Walid Qannoush, head of the Fine Arts Sector at the Ministry of Culture describes it simply: “We wanted film lovers and art lovers to stand in the same space and feel the exact moment when their two languages meet”.
In these rooms, the cinematic image is no longer frozen at the end of a reel. It spills across sculptures, dissolves into photographs, and reappears as shimmering video installation, proving that the seventh art and the fine arts have always been secret siblings.
One of the exhibition’s most captivating stories is its celebration of the film poster, an object too often dismissed as commercial ephemera that, in Egypt and across the Arab world, became a revered art form in its own right.
Walking through the display feels like turning the pages of a luminous history book: lavish hand-painted portraits from the golden age give way to the bold photographic collages of the 1970s, then to the sleek digital designs of the 1990s and beyond.

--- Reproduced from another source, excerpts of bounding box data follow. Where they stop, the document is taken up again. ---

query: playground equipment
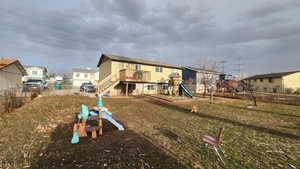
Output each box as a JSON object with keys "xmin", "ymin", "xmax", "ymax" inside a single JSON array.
[
  {"xmin": 71, "ymin": 96, "xmax": 124, "ymax": 144},
  {"xmin": 168, "ymin": 73, "xmax": 181, "ymax": 96},
  {"xmin": 202, "ymin": 128, "xmax": 225, "ymax": 165},
  {"xmin": 179, "ymin": 83, "xmax": 196, "ymax": 99},
  {"xmin": 191, "ymin": 106, "xmax": 198, "ymax": 113}
]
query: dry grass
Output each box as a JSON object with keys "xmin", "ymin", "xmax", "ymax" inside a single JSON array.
[{"xmin": 0, "ymin": 96, "xmax": 300, "ymax": 169}]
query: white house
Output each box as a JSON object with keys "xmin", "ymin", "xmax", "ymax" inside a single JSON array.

Each shift in style carries with it a shift in identity, technology, and dreaming.
For Qannoush, bringing visual art into the heart of the Cairo International Film Festival, for the first time, is more than symbolic.
“We are done treating fine art as the festival’s polite guest,” he says with a smile. “It belongs at the table.”
The exhibition weaves two great narratives into a single, perfect experience.

In the Salah Taher Gallery, 30 Egyptian artists and three distinguished Arab guests, from seasoned masters to daring young voices, revisit unforgettable moments from cinema and translate them into paint, bronze, light, and moving image.
A single frozen scream from a black-and-white classic might reappear as a towering abstract sculpture. The golden haze of a sunset in a forgotten melodrama becomes a luminous video loop.
Cinema, here, is revealed as a visual mother tongue that every artist in the room already speaks fluently.
Across the corridor in El Bab Hall, the spotlight falls on the unsung heroes who actually built the dream factories of Egyptian cinema.
Rare storyboards, costume sketches, and set designs by legends, such as Shadi Abdel Salam, Salah Marei, Ansi Abu Seif, and Nagi Shaker, are displayed like sacred relics.
Original posters by Mortada Anis, one of the last living masters of hand-drawn illustration, glow under gentle lighting, their vivid colours and dramatic poses reminding visitors that long before Photoshop, genius lived in the stroke of a brush.
Parallel Frames 2025 is not merely an exhibition, but a love letter written in light and pigment, a passionate argument that cinema and fine art have never truly been apart.
It remains open to the public at the Cairo Opera House daily until 22 November 2025.
Anyone who has ever been moved by a film or a painting owes themselves the short walk across the Opera grounds to step inside this luminous conversation.